- Handout. How to Play Quick Situations, one copy for each participant
- Situation Cards. You will need one card for each participant plus a couple of extra cards. Each card briefly describes a situation that is relevant to the training topic. (See the Preparation section for guidelines on creating situation cards)
Below are the four criteria for generating appropriate situation cards:
Keep them brief. You are not writing a lengthy case for a business textbook. Come up with a short scenario that describes a relevant situation. Pretend that you are writing a 140-character twitter message.
Keep them authentic. Describe situations that participants could confront in their real-world jobs. (See also Variations below.)
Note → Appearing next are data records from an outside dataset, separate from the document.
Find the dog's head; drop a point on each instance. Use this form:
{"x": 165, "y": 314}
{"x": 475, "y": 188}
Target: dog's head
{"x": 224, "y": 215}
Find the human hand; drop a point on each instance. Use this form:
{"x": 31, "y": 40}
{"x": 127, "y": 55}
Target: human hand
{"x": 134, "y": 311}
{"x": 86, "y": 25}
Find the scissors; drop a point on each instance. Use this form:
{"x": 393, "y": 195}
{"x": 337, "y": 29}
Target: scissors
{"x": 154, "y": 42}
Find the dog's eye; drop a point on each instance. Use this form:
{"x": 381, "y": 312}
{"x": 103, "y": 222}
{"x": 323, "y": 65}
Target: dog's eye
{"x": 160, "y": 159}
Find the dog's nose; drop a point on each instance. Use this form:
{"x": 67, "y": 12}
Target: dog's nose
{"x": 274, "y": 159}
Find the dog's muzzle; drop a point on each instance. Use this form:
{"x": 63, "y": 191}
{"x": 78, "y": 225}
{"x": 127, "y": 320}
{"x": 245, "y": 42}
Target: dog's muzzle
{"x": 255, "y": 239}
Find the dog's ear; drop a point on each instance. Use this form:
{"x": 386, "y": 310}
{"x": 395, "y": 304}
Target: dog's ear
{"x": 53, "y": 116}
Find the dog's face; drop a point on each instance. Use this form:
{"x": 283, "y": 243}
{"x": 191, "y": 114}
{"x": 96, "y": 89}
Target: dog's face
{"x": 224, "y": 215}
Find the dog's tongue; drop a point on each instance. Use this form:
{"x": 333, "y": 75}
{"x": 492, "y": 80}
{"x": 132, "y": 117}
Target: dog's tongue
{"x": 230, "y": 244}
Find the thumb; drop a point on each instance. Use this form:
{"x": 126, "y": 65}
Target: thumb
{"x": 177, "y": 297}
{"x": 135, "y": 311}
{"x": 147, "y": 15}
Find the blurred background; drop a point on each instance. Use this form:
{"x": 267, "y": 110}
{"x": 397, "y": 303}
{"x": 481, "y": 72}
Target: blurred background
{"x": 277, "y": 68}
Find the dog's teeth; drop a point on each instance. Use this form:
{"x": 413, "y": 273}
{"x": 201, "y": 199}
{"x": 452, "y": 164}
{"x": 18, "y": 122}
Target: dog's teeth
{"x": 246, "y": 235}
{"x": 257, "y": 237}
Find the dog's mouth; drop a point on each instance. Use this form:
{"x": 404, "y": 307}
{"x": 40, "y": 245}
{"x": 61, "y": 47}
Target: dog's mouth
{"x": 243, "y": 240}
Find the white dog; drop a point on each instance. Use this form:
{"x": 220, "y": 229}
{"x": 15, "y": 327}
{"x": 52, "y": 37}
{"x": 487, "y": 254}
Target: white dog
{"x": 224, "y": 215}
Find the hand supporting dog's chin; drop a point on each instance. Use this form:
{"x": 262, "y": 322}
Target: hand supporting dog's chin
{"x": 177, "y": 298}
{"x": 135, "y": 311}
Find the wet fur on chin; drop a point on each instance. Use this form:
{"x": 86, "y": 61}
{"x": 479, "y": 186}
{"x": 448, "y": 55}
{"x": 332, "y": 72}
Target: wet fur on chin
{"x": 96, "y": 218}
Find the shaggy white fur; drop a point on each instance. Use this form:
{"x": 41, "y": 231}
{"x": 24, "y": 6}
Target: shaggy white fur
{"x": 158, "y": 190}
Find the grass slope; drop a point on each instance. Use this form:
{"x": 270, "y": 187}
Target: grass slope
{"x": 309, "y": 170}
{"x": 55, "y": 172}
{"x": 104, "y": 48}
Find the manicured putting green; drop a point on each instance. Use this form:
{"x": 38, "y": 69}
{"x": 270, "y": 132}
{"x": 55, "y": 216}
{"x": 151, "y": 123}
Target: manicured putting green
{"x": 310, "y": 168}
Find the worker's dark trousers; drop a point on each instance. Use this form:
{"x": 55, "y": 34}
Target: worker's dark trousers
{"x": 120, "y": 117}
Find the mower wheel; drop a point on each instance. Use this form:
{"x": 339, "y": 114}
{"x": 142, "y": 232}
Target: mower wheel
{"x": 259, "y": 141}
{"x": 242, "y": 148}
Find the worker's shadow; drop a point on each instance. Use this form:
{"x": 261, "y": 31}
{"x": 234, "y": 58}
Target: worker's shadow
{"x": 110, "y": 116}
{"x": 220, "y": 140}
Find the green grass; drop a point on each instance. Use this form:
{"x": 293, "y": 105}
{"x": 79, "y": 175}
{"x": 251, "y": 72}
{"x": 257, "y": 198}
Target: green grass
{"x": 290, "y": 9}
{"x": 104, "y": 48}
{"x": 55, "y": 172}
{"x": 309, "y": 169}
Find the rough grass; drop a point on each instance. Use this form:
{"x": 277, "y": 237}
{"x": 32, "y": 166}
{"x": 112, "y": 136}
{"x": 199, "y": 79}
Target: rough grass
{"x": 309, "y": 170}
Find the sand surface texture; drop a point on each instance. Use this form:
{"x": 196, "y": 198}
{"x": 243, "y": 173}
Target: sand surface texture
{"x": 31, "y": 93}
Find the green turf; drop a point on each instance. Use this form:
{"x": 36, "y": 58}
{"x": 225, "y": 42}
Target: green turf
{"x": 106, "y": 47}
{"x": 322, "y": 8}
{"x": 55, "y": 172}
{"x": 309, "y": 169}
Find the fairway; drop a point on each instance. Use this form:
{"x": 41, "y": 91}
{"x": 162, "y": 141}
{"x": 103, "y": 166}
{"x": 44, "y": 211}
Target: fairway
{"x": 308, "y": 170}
Keep them generic. Don't write the situations to suit a specific skill or lesson. Include ill-defined, vague or grey situations from the real world. (See also Variations below.)
Keep them mixed. Don't limit yourself to negative situations. Include some positive events. You want to be sure that the participants can handle success as well as failure.
Introduce the activity. Explain that the time has come for a review and debrief. You will challenge participants to apply their new skills to real world situations. They will need to think fast and expect the unexpected.
Brief the participants. Run participants through the activity directions. Give them a copy of the directions to follow along with you.
Prepare the room. Ask participants to stand and make space in the room—by pushing in chairs, and moving personal items under the tables).
Distribute the cards. Give each participant one of the Situation Cards. Ask them to keep the card to themselves.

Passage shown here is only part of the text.